Após a morte de Alexandro de Souza, três ônibus foram incendiados
Alex Douglas / O Tempo
Desdobramento. Após a morte de Alexandro de Souza, três ônibus foram incendiados

Diante de versões completamente distintas para a morte de Alexandro de Souza, 23, na noite do último sábado, a Corregedoria da Polícia Militar iniciou uma investigação para saber as reais circunstâncias do fato. O Ministério Público de Minas Gerais (MPMG) também foi requisitado para acompanhar o caso. Enterrado nesta segunda, Souza foi atingido por um militar durante abordagem na vila Calafate, na região Oeste da capital. O policial está detido no 22º batalhão, após o registro do auto de prisão em flagrante.

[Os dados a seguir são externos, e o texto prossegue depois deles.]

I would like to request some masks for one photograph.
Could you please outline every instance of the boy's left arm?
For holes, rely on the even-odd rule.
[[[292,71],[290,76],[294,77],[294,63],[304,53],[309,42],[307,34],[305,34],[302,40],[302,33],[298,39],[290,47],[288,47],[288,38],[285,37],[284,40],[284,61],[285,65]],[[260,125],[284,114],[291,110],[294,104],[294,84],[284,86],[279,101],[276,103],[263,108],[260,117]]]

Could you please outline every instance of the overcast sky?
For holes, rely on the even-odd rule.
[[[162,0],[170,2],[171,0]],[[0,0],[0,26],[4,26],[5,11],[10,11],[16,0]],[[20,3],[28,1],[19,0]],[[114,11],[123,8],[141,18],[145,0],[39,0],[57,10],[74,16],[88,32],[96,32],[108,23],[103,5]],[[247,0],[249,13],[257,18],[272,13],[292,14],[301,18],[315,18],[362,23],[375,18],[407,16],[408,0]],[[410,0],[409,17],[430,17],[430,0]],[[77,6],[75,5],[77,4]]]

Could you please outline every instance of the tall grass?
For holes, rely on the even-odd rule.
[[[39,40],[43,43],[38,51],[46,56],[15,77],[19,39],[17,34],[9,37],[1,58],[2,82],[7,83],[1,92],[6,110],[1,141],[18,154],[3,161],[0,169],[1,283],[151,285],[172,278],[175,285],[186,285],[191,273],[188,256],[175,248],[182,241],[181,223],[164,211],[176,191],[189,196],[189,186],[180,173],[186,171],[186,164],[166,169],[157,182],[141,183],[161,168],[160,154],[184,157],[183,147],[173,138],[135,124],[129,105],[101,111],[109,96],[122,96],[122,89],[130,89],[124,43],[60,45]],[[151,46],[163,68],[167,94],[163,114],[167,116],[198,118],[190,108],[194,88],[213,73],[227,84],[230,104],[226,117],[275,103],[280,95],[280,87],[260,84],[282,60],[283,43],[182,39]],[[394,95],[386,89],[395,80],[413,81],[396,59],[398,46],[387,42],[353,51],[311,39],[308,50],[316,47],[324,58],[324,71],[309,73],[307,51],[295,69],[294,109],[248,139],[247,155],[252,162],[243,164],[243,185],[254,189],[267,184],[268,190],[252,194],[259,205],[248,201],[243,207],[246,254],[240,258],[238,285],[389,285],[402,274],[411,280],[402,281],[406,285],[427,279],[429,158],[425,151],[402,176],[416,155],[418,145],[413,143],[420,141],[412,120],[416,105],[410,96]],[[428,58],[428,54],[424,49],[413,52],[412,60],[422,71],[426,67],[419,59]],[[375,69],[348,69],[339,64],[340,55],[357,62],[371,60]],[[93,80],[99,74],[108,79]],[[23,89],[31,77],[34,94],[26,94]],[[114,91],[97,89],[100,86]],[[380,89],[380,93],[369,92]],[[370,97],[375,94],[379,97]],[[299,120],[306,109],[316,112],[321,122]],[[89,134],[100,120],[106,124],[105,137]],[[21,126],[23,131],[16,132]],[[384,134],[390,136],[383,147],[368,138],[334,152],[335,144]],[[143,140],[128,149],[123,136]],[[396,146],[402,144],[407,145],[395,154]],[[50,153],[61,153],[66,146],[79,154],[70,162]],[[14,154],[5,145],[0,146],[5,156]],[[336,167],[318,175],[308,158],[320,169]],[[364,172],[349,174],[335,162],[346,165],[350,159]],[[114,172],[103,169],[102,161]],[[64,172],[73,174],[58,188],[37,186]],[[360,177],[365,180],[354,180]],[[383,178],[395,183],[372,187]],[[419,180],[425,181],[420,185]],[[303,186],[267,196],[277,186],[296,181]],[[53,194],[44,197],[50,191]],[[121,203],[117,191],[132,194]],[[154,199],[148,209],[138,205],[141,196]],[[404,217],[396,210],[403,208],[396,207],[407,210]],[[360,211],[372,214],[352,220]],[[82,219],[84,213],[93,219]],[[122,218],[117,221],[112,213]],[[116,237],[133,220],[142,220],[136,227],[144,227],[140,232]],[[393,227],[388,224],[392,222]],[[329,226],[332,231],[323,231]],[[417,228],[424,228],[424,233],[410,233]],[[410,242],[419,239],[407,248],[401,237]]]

As descrições do que ocorreu na vila Calafate são diferentes desde a chegada da viatura até a morte. Conforme a Polícia Militar (PM), Souza teria sido atingido por um único disparo acidental no rosto ao tentar tomar a arma do militar. Testemunhas alegam que o policial apontou e atirou no peito e na cabeça da vítima. Souza morreu quando defendia um adolescente de 15 anos e o pai dele, abordados pela PM. Segundo os militares, esse menor estaria com oito pinos de uma “substância semelhante à cocaína” e tentou fugir da polícia. O pai do garoto entrou em conflito com o militar, e outras pessoas da comunidade se juntaram a ele. Após Souza ser atingido, um grande tumulto se formou, e os militares usaram balas de borracha e gás lacrimogêneo para conter a multidão. “Estamos com uma equipe no local, produzindo provas e colhendo informações para verificar se houve alguma ilegalidade na ação policial ou desvio de conduta”, afirmou o corregedor geral da PM, Renato Batista Carvalhais. O pai do menor abordado, o capoteiro Alex Sandro da Silva, 42, afirma que encontrou o filho apanhando de um policial em um beco. Ele teria pedido para que o militar parasse, mas foi hostilizado pelo soldado, que se afastou do local para pedir reforço. “Peguei meu filho e saí dali. Subimos uma rua, e o policial veio atrás. Ele me deu um tapa na cara. Nessa hora eu revidei e até rolamos no chão”, contou o homem, que foi detido e liberado no domingo. Teria sido nesse momento que outros policiais e viaturas chegaram ao local. Alguns moradores do bairro, incluindo Souza, teriam se aproximado para tentar apaziguar. Com as mãos para cima, pedindo para que os militares não agredissem mais o amigo, Souza teria sido baleado na testa e no peito. Enterro.  Membro de família de nove irmãos, Souza, 23, fazia planos para se casar no ano que vem. Ele também era pai de uma menina de 4 anos. Na tarde desta segunda, mais de cem moradores da vila, divididos em dois ônibus e em carros, foram até o cemitério Parque Renascer, em Contagem, para se despedir do jovem, que era tido como tranquilo e brincalhão. “Nunca tinha se envolvido em confusão. Comprei um caminhão para ele trabalhar e agora vou vender para pagar advogado. Quero justiça”, disse o pai da vítima, Elton Moura, 51.

Saiba mais Problemas mentais. O adolescente abordado ainda teria levado um tiro na perna, mas a polícia não confirmou. Ele foi medicado e passa bem. Segundo o pai do garoto, ele tem problemas mentais e toma remédios controlados. O menino estaria se sentindo culpado pela morte de Souza. Militar. O policial responsável pelo disparo que matou Souza atua na PM há um ano. Durante a ação, três policiais foram atingidos por pedras. Ocorrências. Segundo o tenente-coronel do 22º Batalhão da PM, Eucles Figueiredo Honorato Júnior, a vila Bimbarra (Calafate) teve dez registros de apreensões de drogas em 2013 e neste ano.

Homicídio

Intenção. No registro da ocorrência consta como homicídio culposo, que deve ser julgado pela Justiça Militar. Caso a morte seja considerada dolosa (com intenção de matar), irá para a Justiça comum.